Did you hear that a film version of "Sex in the City" is being produced?

by brian

One of the areas for families to live on campus is called Burntvedt Court. This is a series of four buildings, each containing about a dozen units ranging in size from one bedroom to three. In the middle 60s someone got the idea to build these bastions of seminarian family life in a drainage ditch. Located south and downhill of Larpenteur Avenue, an arterial across the Twin Cities, this area long functioned as a locale to which excess water could retreat.

"But it's a *&^)&*@#!^ drainage ditch!" you might say.

"Ah," the reply comes, "have you not seen the wonder of the human mind and his hands? We'll dig a basin into which the water can flow and out of whose boundaries no amount of water could escape."

Stories of first-floor Burntvedt Apartments having inches of water in them are now lower-campus local lore. Twice in recent years, water has breached the walls and made itself at home amongst student's Elmo toys, theology textbooks, and box sets of ‘Beverly Hills 90210’ seasons 1-5. The apartments were refurbished with new drywall and carpeting and students again trundled in with their moving vans filled with past lives, yet the specter of aqua damage still remained until the engineering masterpiece of Summer '07...the Berm. A berm is a bump in the landscape, many of which dot the surface of golf courses (of which I know because I’m an avid golfer, though never at public courses where the proletariat try their hand and a man can’t find a decent caddy). A berm is an earthen pustule intended, in this case, to redirect the flow of water away from Burntvedt, in the same way an adolescent’s zit may redirect the path of his tear, caused by ___ (insert hormone fueled tragedy here).

Well, last night, for the second night this week, the rains came down in a big way. Students got drenched running to evening classes, worms got swept from their homes and out of the tender embrace of loved ones, childrens’ toys instantly became new homes for yet-to-be hatched mosquitoes, and administrators’ new cars got a thorough cleansing.

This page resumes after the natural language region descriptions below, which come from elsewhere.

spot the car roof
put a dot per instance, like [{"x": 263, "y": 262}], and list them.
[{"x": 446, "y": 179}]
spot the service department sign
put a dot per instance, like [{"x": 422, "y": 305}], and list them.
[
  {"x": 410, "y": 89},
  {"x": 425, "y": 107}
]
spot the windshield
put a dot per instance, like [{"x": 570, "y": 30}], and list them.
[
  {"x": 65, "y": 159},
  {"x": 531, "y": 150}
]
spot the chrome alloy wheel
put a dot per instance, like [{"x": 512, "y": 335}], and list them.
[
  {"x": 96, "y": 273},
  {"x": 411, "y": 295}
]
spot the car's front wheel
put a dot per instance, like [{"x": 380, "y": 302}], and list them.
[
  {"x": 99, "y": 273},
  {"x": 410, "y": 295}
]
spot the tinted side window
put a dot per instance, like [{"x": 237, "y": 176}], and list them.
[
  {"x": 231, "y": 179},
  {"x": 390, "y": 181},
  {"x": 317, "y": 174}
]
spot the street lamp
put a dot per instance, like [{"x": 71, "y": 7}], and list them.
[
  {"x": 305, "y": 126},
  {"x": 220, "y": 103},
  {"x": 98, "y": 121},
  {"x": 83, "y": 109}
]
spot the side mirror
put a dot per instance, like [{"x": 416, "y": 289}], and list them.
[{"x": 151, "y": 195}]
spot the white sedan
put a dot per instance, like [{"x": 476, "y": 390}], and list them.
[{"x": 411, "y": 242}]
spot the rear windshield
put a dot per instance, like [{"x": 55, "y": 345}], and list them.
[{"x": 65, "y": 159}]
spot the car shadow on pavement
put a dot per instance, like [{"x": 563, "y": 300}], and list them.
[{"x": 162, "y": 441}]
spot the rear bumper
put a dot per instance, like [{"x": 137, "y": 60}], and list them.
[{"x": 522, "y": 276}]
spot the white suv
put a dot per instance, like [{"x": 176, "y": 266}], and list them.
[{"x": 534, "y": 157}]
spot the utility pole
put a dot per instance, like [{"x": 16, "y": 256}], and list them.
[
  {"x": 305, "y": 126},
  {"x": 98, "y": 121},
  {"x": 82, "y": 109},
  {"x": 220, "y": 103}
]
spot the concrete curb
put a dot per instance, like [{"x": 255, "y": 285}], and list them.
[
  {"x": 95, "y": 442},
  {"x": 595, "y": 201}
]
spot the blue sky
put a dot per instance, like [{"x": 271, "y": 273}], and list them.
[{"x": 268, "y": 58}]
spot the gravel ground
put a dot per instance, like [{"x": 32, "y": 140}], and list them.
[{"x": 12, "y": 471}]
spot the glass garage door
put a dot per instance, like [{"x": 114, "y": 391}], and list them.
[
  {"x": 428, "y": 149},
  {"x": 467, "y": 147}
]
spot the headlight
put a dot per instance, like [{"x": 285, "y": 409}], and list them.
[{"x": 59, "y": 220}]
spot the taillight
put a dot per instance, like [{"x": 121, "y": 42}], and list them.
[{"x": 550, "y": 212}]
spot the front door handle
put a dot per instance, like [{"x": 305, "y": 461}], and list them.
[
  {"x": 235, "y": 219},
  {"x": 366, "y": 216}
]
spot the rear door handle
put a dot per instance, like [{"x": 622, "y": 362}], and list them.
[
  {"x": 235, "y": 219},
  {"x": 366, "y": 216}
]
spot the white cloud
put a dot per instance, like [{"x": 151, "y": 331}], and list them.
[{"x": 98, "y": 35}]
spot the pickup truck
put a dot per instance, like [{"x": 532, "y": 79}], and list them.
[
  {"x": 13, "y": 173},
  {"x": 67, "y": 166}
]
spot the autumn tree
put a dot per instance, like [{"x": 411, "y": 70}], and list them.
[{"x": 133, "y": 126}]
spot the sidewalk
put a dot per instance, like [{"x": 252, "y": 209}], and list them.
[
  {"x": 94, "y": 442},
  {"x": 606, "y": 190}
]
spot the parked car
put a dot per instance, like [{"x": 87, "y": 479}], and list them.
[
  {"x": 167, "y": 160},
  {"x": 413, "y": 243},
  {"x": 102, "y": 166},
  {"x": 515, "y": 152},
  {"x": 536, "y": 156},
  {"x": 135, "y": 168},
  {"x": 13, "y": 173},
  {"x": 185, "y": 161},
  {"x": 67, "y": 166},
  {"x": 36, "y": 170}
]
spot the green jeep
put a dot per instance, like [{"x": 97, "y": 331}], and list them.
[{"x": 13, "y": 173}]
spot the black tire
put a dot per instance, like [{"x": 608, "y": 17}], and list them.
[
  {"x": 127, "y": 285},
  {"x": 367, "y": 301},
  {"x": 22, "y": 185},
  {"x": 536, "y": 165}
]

The berm wasn’t previously tested, but the old ramparts held and water didn’t make its full attack on the virginal defense system. That’s a good thing. And yet the rain came so heavy and so quick that a pool began to gather outside of our first floor apartment. The water rose and rose as we got calls from caring neighbors positioned on higher ground who offered their help in bailing out our abode. Thankfully, the help was never needed.

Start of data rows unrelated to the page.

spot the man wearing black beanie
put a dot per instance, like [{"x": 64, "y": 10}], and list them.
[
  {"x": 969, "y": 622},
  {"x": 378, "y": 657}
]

But as I watched the level rise threateningly to the base of our window, and then recede, I thought about the house in which I live. And I thought about the ongoing work of building blockades, erecting obstacles, and throwing up protective forcefields. And then I thought, maybe I'm crazy to live in a drainage ditch.

4 Comments:

Anonymous Anonymous said...

Nice entry...but I missed the connection to the SATC movie?

9/23/2007 03:23:00 PM  
Anonymous Anonymous said...

Sex AND the City...BTW

9/23/2007 08:52:00 PM  
Blogger Daniel said...

Sex in the City drainage ditch eh? Very enticing McJulin(s).

9/24/2007 12:58:00 PM  
Anonymous Anonymous said...

you can't count on captain high tower for a watchful eye when the waters go up or down.